UNL students build creative toys to help enrich the lives of giraffes at Lincoln Children’s Zoo

A group of UNL students, all a part of the Theme Park Design Club, put their heads together to make some creative toys for the three newest members of the zoo.

On Tuesday, the Lincoln Children’s Zoo received some gifts, courtesy of UNL engineering students.

They’re specialized toys made for the enrichment of giraffes.

The student club was proactive in contacting the Children’s Zoo last fall to get the ball rolling on this project.

“These guys are dedicated to quality and the product that they are creating. There were a lot of emails and pictures and sketches and designs. They really really wanted to get it right and they wanted to make something that was truly beneficial to the animals,” said Nikki Shemanski, Lead Giraffe Keeper, Lincoln Children’s Zoo.

The Lincoln Children’s Zoo welcomed three juvenile giraffe’s in late 2018… They are Joey, Allie and Phoebe.

It didn’t take long for their interest to pique when these vibrantly colored toys went over the edge of the enclosure.

“The more they can use that tongue and utilize that brain along with the tongue, the better well fare that they are experiencing,” said Shemanski.

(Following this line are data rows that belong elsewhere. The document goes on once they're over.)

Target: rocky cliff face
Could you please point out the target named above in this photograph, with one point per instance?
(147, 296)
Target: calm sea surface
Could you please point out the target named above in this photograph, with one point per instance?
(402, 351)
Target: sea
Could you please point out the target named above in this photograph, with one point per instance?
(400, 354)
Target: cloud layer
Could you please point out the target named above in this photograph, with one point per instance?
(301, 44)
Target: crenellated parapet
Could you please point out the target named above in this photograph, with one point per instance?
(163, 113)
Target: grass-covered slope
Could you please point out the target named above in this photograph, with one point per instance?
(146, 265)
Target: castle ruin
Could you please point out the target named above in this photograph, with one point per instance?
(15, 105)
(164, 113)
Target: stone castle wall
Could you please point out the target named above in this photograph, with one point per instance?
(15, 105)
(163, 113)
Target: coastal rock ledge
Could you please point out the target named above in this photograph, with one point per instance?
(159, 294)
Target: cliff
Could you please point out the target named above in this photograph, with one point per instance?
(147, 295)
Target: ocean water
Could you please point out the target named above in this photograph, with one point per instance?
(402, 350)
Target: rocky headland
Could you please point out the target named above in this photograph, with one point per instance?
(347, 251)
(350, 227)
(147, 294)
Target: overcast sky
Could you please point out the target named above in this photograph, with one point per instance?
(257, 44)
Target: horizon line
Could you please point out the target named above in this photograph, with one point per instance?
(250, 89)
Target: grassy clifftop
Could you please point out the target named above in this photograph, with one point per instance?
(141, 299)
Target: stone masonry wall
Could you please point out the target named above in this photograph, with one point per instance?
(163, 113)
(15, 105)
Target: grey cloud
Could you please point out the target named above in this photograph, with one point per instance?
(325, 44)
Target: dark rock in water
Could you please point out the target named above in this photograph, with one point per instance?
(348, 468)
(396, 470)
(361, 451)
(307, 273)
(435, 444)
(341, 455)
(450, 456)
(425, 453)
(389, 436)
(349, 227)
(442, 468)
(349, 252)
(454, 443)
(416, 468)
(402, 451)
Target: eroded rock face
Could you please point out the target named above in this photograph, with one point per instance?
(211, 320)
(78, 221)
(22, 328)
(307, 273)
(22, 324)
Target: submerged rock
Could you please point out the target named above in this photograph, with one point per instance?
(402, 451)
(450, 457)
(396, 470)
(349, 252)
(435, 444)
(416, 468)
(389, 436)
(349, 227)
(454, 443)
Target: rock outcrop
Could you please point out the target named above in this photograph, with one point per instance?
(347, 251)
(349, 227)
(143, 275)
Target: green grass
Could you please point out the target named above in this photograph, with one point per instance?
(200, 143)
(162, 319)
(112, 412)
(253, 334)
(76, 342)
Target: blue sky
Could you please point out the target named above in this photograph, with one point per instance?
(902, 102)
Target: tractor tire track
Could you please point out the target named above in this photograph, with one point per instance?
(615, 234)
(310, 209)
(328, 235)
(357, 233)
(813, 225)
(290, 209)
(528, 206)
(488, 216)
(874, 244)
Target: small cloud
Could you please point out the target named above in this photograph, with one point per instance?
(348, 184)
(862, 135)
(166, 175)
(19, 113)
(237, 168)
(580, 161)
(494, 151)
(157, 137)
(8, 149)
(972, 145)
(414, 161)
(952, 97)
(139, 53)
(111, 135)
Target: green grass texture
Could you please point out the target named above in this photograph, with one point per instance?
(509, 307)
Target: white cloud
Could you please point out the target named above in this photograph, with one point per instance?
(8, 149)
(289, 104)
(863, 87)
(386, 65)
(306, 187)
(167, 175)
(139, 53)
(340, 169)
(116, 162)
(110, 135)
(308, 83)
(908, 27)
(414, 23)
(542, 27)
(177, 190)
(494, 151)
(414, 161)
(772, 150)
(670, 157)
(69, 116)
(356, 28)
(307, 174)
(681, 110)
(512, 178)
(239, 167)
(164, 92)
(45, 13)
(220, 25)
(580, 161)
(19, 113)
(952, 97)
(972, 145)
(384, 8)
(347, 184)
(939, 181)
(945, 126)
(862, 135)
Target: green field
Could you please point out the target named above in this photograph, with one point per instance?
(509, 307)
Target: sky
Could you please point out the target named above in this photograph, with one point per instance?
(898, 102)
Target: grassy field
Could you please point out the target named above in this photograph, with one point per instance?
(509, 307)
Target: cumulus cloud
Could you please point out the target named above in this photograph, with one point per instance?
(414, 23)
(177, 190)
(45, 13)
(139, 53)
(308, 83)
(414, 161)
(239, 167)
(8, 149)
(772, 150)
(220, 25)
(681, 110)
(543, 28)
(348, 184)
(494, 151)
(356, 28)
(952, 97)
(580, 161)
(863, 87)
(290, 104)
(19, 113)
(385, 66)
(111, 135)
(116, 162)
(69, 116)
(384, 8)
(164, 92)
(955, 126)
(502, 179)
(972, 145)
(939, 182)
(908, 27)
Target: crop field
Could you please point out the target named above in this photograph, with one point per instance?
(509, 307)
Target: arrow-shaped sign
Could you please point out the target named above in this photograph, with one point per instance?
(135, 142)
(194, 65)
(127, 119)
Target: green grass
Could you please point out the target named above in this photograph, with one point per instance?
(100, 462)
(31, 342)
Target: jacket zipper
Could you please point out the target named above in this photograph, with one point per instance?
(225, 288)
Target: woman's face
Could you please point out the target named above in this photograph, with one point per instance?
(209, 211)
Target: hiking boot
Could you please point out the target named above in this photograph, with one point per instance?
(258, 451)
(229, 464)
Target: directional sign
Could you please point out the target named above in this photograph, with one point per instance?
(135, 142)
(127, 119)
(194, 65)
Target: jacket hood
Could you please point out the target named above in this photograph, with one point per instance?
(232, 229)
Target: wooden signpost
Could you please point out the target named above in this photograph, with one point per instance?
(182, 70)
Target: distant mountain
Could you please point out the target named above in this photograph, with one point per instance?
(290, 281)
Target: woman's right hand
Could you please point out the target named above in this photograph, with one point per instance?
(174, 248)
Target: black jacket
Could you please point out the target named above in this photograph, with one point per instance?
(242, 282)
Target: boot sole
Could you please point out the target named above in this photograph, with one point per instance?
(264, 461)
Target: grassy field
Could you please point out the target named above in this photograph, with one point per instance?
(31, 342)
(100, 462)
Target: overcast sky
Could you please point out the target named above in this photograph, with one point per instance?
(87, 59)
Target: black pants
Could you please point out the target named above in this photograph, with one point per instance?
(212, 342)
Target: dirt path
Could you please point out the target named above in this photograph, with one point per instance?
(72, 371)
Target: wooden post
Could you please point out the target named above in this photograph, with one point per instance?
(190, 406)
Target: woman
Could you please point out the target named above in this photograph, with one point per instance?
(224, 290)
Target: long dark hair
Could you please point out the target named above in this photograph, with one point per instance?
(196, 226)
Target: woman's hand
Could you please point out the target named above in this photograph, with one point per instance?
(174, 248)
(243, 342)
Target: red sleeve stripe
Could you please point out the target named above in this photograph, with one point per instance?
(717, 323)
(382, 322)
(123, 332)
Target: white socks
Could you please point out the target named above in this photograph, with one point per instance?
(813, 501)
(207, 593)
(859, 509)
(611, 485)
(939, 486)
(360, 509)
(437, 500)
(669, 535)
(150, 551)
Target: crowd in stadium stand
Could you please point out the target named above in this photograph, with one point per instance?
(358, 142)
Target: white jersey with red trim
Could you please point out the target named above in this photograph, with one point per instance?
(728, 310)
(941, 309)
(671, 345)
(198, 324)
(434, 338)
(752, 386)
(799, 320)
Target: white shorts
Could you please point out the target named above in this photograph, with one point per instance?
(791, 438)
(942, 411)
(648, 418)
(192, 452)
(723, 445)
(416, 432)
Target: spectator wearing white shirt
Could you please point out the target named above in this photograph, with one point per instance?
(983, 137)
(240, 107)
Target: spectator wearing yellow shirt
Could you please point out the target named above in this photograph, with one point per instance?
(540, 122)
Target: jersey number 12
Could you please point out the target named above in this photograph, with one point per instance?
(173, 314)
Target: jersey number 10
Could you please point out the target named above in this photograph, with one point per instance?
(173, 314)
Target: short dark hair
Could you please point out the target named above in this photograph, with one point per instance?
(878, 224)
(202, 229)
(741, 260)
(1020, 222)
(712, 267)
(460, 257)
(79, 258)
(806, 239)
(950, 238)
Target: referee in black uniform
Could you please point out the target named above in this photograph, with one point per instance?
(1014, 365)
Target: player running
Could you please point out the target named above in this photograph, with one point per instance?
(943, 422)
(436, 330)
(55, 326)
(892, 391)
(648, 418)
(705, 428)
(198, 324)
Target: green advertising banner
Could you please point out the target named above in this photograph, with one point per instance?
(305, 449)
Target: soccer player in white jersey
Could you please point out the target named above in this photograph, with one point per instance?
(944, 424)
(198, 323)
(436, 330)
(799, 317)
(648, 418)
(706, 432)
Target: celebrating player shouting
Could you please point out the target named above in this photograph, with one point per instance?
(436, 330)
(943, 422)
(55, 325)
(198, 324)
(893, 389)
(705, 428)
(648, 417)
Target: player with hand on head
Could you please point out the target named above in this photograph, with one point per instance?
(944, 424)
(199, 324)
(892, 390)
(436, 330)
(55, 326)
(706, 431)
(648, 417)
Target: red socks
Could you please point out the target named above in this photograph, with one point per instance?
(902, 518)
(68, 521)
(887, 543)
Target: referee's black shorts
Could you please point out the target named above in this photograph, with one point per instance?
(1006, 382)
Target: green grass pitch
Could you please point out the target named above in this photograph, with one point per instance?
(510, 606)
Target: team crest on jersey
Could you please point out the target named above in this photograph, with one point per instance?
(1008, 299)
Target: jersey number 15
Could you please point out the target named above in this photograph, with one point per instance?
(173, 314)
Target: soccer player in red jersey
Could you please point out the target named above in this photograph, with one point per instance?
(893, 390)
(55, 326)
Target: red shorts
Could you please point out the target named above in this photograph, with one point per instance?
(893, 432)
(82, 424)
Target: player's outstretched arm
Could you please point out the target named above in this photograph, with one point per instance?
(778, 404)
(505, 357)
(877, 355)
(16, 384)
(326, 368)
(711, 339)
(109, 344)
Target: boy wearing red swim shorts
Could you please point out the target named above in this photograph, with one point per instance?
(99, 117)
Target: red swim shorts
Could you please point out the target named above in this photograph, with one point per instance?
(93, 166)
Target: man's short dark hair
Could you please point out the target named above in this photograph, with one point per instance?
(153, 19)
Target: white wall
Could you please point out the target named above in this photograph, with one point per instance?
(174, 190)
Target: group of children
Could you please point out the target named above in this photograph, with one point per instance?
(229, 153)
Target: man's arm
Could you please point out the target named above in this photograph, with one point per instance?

All animals at the zoo have some form of enrichment, which is a fancy word for toys to play with.

Giraffes use their 18-inch long tongues as hands, to probe and investigate something new in their environment.

“The purpose of enrichment is to encourage natural behaviors. The most natural behavior for a giraffe is to eat. They eat 18 to 20 hours a day, so by providing the enrichment where we can hide food there, put their hay or grain in there, it just extends their eating time and it keeps their brains busy,” said Shemanski.

Zoe Jirovsky is a junior mechanical engineering student at UNL. She says the group even went as far to name a few of these toys, like the ‘hose-mobile’ and the ‘puzzle-feeder.’

Zoo officials say they’ve never seen a group of college students work so hard to build something in their free time like this.

The students were just happy to see all of their hard work pay off.

“Seeing the giraffes being able to react to these toys like that just made all the months of work that we had totally pay off and it was just really rewarding to see,” said Jirovsky.

Giraffes spend most of their day eating and only sleep for one hour a day.

Zoo officials say these toys will do wonders toward keeping them entertained and mentally stimulated.